Personalized payment techniques: How to leverage big data for hospital financial success

Often times, big data is discussed in terms of the clinical insight it offers physicians and researchers in the realm of population health and behavioral change, but such data can also offer insight to inform more immediate actions, such as payer negotiations or identifying personnel productivity. All of these actions — both long- and short-term — influence hospital success.

"We've survived for a lot of years with regards to small data, and now there's just been an onslaught of accumulation of information, everything from your mobile phone to your car," said T. Scott Law, founder and CEO of a leading revenue cycle management services provider Zotec Partners, in a recent webinar hosted by Becker's Hospital Review. "Everything you do is collecting data points that can be impactful for business."

Mr. Law talked about the Google effect, or the idea that people are no longer ever at a loss for answers because of powerful search engines. With data, gut reactions and personal bias have been essentially eliminated from business decisions because the data provide many of the sought-after answers.

For example, one radiology practice conducts 300,000 procedures per year, which generates approximately 250,000 claims per year. One claim requires about 350 data elements. That equates to 87,500,000 pieces of data elements each year from just one radiology practice. Four practices with similar case volumes would generate nearly 350 million data elements a year, such as social data, demographic information, social patterns, clinical data and buying patterns, including when patients like to pay their bill.

"You can bring all those things together under one data warehouse to get a feel for what kind of information you can stratify into those actionable data items," Mr. Law said.

Zotec Partners' platform draws from the troves of data to create personas of individuals and payers to optimize the billing process by determining an individual's propensity to pay or the propensity for friction. Knowing these tendencies ahead of time allows hospitals to tailor billing interactions and collection techniques to individuals to minimize friction and maximize collections.

Based on a person's characteristics and tendencies, hospitals can decide how to best interact with an individual and ultimately collect money. For example, a patient's demographics can suggest the likelihood that he will respond to a text message notification about medical bills versus receiving bills in the mail.

Understanding patients' proclivities toward payment is increasingly central to billing and collections as the healthcare industry becomes more consumer-centric, especially in an era when high-deductible health plans are more popular and patients carry more responsibility for their coverage, according to Mr. Law. "We've transformed this business, which used to be a physician-to-carrier relationship, into a physician-to-patient or -consumer relationship," he said. "That forces consumers to do what consumers do, and consumers want to have that Amazon or Uber or Google search experience with their healthcare."

With patients relying on their time-tested consumer behaviors and tendencies in the healthcare industry, it is incumbent on hospitals to meet consumers where they are. This is where big data can come into play.

"You should be mindful of who you're dealing with on a patient-by-patient block so you can customize the patient experience and get the best results," Mr. Law said.

Not only is billing and collections the lifeblood for hospitals to remain financially sound, but it may play into patient satisfaction scores as well. If a billing technique increases a patient's frustration with the hospital, it ties to a patient's propensity to complain. A 2016 study found 74 percent of satisfied patients paid their medical bills in full, compared to 33 percent of their lesser satisfied counterparts.

"The juice might not be worth the squeeze to go after them with hard collection techniques," Mr. Law said, because that frustration could translate into overall dissatisfaction and negatively impact hospital quality measures. "You have to think through the entire transaction and impact on an entire organization with regards to these items."

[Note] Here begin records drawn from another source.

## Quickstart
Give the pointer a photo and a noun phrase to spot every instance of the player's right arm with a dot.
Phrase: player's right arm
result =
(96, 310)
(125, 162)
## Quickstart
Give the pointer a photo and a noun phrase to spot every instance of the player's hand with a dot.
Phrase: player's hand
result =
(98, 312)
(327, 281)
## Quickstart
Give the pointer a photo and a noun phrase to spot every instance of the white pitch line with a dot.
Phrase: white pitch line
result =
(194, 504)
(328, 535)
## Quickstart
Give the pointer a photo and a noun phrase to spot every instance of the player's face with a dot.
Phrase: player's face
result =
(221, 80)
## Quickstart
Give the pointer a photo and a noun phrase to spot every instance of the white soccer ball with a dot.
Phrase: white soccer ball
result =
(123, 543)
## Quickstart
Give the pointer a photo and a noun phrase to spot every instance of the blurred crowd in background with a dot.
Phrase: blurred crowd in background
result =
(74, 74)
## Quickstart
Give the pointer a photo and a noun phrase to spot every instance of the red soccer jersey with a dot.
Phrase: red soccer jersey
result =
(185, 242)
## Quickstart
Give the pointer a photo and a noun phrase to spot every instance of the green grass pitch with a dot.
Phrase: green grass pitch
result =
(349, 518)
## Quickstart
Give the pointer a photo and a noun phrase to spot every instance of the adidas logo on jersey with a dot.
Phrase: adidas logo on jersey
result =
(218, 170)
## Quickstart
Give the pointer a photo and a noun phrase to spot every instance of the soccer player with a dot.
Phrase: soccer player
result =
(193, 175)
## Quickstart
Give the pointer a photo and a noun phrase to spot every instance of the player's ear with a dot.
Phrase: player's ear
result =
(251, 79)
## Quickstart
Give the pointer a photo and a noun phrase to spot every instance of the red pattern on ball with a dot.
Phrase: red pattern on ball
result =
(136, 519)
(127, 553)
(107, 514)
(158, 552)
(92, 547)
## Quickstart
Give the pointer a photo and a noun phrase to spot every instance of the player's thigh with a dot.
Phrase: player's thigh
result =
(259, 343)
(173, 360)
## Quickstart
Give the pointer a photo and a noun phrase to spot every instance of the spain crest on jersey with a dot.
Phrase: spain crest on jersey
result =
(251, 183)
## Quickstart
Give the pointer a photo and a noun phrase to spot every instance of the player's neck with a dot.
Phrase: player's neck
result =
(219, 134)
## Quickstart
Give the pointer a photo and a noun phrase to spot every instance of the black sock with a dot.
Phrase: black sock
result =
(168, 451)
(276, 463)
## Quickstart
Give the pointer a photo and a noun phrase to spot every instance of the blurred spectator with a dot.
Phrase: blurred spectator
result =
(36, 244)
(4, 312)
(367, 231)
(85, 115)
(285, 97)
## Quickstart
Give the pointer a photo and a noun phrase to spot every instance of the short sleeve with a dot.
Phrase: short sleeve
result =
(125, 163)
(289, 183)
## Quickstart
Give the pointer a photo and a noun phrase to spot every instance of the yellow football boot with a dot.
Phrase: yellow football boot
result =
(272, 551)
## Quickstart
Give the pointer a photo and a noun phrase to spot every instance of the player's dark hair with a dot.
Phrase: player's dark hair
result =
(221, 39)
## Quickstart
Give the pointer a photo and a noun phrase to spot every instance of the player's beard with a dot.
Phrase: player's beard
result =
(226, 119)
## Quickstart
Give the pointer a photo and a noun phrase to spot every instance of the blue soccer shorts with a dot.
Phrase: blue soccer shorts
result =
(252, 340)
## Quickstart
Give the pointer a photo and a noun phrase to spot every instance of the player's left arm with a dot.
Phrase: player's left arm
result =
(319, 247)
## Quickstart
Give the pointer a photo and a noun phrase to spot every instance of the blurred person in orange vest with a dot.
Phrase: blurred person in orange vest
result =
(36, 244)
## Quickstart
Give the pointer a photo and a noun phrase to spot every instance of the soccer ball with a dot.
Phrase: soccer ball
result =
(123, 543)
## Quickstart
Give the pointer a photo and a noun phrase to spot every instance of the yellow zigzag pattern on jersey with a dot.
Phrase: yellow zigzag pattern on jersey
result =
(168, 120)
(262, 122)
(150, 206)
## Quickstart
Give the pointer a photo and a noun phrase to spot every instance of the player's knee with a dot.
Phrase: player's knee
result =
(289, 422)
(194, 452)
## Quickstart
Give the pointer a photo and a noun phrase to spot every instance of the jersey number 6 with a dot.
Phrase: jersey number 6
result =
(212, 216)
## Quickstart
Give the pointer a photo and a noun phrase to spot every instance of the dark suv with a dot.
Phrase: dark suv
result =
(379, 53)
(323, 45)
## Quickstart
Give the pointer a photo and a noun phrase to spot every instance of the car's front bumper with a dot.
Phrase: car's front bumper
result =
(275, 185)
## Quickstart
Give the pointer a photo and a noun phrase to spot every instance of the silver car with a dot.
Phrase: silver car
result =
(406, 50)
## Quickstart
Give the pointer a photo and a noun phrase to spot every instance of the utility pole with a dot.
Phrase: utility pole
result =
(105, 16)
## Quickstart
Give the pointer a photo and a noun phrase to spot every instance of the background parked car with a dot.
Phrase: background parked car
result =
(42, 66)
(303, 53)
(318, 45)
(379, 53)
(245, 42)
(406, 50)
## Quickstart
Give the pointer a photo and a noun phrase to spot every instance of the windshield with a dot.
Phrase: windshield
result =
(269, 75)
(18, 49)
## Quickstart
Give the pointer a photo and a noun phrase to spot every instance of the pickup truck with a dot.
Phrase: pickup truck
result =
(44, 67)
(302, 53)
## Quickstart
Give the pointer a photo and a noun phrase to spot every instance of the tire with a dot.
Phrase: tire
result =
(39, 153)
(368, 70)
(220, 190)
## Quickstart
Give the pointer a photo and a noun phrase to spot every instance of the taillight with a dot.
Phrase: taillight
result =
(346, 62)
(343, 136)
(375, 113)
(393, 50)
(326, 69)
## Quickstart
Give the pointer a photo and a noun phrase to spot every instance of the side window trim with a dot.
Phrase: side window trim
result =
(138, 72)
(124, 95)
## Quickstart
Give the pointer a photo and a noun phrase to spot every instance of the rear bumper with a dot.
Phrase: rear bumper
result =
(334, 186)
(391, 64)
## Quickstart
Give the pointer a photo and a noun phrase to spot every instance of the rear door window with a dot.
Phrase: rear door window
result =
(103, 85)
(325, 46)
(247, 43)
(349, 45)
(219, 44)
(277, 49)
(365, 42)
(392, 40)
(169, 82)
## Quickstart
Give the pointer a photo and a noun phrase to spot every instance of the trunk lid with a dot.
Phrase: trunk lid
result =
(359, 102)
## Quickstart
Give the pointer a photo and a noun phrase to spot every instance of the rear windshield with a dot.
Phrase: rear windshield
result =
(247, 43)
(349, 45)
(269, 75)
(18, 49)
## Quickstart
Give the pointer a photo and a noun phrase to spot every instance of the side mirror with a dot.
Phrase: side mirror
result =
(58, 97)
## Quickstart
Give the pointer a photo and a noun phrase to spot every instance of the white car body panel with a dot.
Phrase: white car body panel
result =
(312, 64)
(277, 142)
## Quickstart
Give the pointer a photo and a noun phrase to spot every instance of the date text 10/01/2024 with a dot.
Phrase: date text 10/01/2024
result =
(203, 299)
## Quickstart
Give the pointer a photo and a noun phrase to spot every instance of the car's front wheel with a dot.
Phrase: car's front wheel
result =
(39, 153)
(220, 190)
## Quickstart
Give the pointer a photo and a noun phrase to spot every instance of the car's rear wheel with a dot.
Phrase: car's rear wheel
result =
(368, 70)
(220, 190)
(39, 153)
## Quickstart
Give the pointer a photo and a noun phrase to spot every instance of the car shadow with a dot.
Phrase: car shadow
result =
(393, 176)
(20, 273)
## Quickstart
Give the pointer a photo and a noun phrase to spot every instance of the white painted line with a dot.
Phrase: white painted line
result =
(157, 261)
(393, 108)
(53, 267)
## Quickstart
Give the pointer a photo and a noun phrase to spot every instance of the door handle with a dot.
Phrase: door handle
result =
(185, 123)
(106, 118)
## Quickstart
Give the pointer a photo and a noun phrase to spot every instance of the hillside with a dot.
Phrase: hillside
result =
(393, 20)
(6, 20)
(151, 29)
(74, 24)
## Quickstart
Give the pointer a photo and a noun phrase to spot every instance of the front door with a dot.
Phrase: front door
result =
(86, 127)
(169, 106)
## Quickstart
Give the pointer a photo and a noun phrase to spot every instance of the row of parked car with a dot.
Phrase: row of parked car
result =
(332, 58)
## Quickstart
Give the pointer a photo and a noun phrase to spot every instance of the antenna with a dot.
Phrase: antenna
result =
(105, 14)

Hospitals can also use such data to glean insight on business analytics and physician benchmarking. Zotec Partners' technology can demonstrate which billing and collection process changes are producing a profit, according to Mr. Law. Users can see which locations and times of service produce the most desirable outcomes, and leverage that information to more effectively staff facilities during peak hours and peak patient volumes.

"It makes a [positive impact] to know what you're working on is either producing an ROI or a contribution to the overall organization," he said.